A DBA who is not familiar with Oracle7 might have created online redo logs without mirroring the members. It would benefit him to mirror the redo logs by adding additional members to existing redo log groups. The command syntax for this is
alter database add logfile member '/u04/oradata/norm/redo2b.log' to group 2;
This causes a logfile member named redo2b.log to be placed in the /u04/oradata/norm directory path and to be annotated as a member of redo log group 2. The new logfile member has the same size as the existing logfile members in the group to which it is
added.
A DBA might experience the situation in which a disk drive needs to be removed because it keeps encountering errors. Perhaps a new disk drive has been added to the system, and some of the redo log members need to be placed on the drive. Whatever the
case, redo log members can be quickly renamed or moved by using alter database from within Oracle Server*Manager or SQL*Plus.
To move the file physically from one location to another, specify the name of the file to move and its destination. In the following example, redo1a.log is moved from its present location, /u03/oradata/norm, to its new location, /u06/oradata/norm:
alter database rename file '/u03/oradata/norm/redo1a.log' to '/u06/oradata/norm/redo1a.log';
The same syntax is used to rename a file. Instead of specifying a new path, you specify a new filename. In the following example, redo2a.log in /u03/oradata/norm is renamed to redo3a.log. The directory path is the same.

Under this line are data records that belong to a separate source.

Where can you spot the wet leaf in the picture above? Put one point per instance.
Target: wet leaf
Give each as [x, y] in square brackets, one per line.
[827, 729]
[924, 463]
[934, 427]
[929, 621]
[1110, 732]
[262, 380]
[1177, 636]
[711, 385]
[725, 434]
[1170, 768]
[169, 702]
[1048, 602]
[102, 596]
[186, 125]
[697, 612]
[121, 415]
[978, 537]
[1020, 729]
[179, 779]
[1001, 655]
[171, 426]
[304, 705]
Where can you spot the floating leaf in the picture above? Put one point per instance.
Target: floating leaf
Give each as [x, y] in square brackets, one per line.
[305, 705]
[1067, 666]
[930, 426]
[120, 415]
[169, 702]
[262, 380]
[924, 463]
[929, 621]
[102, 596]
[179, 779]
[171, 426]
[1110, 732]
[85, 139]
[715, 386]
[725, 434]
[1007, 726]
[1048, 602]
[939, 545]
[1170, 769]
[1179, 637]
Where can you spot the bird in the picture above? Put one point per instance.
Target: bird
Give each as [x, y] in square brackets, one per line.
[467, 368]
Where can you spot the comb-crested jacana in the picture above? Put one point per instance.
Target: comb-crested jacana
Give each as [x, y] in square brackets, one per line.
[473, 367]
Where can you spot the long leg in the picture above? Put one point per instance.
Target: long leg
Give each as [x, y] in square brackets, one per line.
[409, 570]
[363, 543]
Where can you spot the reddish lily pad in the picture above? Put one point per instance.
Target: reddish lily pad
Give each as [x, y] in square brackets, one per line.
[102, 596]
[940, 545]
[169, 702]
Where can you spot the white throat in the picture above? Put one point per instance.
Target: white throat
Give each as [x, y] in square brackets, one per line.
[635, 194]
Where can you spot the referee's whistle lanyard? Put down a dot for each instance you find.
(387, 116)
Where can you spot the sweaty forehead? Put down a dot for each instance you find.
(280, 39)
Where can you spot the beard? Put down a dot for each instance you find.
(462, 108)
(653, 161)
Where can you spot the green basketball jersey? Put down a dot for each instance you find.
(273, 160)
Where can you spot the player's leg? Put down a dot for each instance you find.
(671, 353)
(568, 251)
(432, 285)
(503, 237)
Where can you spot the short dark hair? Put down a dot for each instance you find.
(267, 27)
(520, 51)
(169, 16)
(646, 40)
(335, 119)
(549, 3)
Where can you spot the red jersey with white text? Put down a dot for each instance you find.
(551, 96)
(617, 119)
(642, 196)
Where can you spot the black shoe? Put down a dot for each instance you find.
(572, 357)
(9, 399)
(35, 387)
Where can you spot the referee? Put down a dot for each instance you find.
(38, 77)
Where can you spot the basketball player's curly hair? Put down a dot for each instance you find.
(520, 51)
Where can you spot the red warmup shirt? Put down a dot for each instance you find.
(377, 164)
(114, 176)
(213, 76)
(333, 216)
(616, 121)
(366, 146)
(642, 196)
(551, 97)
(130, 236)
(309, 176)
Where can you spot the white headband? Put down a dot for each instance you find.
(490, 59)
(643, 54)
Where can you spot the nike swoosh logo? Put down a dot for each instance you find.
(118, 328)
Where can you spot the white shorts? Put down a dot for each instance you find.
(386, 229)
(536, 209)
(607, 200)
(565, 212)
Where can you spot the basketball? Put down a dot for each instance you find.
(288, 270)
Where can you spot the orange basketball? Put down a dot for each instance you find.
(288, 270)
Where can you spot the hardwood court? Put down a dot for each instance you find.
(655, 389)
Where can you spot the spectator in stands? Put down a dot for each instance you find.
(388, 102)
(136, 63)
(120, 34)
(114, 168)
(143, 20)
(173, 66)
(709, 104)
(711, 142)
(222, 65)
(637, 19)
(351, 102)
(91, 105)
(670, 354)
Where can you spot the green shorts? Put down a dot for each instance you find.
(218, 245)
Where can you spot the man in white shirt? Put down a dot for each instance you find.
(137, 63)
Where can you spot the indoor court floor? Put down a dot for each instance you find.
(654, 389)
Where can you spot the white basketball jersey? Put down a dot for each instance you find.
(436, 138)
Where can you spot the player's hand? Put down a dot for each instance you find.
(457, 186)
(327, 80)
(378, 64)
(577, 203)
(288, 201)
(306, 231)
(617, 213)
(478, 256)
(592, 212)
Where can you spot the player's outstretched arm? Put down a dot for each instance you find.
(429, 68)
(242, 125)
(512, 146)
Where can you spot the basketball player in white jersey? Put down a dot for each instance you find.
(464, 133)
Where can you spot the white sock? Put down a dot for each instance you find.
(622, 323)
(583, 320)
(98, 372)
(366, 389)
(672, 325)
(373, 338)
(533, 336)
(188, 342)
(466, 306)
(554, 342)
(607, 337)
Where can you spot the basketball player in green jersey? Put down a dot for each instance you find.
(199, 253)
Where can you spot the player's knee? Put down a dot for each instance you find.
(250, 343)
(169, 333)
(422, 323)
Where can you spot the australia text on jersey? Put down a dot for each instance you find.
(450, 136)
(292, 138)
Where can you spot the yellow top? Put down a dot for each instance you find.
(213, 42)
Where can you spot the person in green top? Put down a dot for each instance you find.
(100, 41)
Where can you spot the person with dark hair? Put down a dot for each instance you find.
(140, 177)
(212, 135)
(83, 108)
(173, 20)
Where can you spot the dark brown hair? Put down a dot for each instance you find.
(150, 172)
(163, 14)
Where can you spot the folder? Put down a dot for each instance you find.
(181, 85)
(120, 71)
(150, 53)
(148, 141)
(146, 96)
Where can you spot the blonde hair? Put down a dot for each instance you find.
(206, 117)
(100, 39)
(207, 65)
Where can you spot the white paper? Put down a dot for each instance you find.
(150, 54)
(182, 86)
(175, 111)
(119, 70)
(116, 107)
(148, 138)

alter database rename file '/u03/oradata/norm/redo2a.log' to '/u03/oradata/norm/redo3a.log';
To remove an entire group of redo log members, simply remove the group itself. After you remove the group, all the corresponding redo log members are dropped. To do this, issue the alter database command from within Oracle Server*Manager or SQL*Plus.

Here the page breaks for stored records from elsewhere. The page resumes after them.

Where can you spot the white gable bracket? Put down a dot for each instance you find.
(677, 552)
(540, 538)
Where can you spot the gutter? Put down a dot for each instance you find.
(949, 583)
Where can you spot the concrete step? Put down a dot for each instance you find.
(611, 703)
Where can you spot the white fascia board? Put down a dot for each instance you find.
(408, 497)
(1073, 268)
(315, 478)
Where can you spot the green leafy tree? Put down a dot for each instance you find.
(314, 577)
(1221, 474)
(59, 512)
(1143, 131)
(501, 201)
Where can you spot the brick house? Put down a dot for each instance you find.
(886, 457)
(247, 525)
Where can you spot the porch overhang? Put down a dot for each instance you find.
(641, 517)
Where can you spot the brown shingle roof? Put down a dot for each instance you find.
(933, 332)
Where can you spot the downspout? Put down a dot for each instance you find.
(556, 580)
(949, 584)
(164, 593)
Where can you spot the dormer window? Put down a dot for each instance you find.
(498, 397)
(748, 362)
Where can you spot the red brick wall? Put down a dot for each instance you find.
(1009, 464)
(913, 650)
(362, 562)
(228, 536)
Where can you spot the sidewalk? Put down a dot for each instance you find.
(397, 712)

The following code removes all the redo log members for redo log group 5, but it does not affect any other groups:
alter database drop logfile group 5;
If redo log files are corrupted or if you must conserve disk space, you might have to remove redo log members from a redo log group. To do this, issue the following alter database command from within Oracle Server*Manager or SQL*Plus:
alter database drop logfile member '/u07/oradata/norm/redo6a.log';
This command removes the specified redo log member from its associated redo log group. It does not affect the group or any other redo members.

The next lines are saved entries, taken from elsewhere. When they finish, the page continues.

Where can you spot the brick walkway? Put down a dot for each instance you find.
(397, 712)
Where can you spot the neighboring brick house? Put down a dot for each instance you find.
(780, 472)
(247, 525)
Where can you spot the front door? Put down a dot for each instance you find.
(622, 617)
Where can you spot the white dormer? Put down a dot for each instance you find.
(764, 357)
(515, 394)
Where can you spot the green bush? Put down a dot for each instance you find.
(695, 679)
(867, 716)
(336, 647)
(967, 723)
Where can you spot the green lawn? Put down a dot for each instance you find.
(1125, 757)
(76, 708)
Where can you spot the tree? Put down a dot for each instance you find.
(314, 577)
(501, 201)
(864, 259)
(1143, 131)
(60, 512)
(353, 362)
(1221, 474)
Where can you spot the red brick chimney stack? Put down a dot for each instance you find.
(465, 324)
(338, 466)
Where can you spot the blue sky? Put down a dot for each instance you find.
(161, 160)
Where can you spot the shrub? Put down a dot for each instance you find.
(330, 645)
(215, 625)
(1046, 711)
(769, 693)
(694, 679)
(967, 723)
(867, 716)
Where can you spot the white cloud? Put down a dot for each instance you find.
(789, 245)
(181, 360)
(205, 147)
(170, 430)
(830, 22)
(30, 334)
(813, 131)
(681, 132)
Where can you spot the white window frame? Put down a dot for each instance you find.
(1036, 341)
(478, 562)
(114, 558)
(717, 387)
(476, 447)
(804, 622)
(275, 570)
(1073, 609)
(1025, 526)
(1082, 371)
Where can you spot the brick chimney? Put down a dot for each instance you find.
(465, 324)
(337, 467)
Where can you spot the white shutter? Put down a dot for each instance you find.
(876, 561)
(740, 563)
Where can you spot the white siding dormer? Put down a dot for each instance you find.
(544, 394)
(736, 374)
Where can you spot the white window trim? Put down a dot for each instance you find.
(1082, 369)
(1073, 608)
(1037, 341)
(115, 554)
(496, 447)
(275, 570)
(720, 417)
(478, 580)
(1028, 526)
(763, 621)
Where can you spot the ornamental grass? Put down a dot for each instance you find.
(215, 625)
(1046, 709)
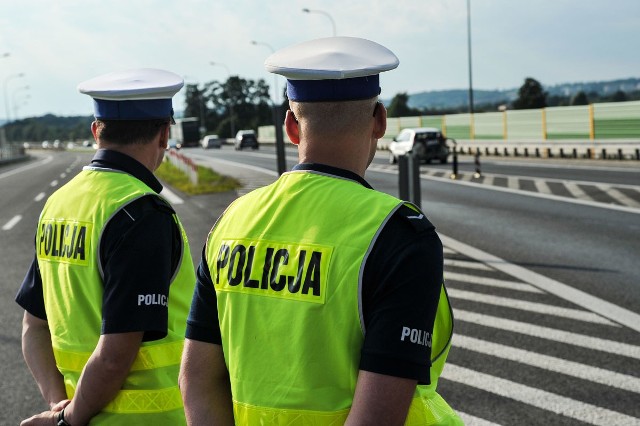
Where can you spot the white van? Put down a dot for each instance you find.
(211, 141)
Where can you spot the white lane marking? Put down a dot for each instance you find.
(618, 195)
(547, 333)
(541, 186)
(12, 222)
(379, 169)
(470, 420)
(606, 309)
(27, 167)
(240, 165)
(465, 264)
(171, 196)
(538, 398)
(576, 191)
(550, 363)
(540, 308)
(492, 282)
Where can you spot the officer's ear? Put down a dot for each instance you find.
(291, 127)
(380, 121)
(94, 130)
(164, 136)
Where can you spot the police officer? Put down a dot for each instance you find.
(107, 296)
(320, 300)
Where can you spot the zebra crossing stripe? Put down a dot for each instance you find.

One of the simplest backup methods, but also one of the most difficult to implement, is the cold backup. In a cold backup, the database has been totally shut down and all the physical files associated with the database are copied by means of normal
operating system utilities. Because the database is not in operation, changes are not made to the physical files, and there are no conflicting integrity or consistency problems.
The difficulties in implementing this type of backup are mostly political, due largely to the amount of time required. Depending on the size of the database and the speed of the copy utility usedcopies to disk are faster than copies to tapea
cold backup can take anywhere from a few minutes to several hours or even several days. Thus, a cold backup is not always an option.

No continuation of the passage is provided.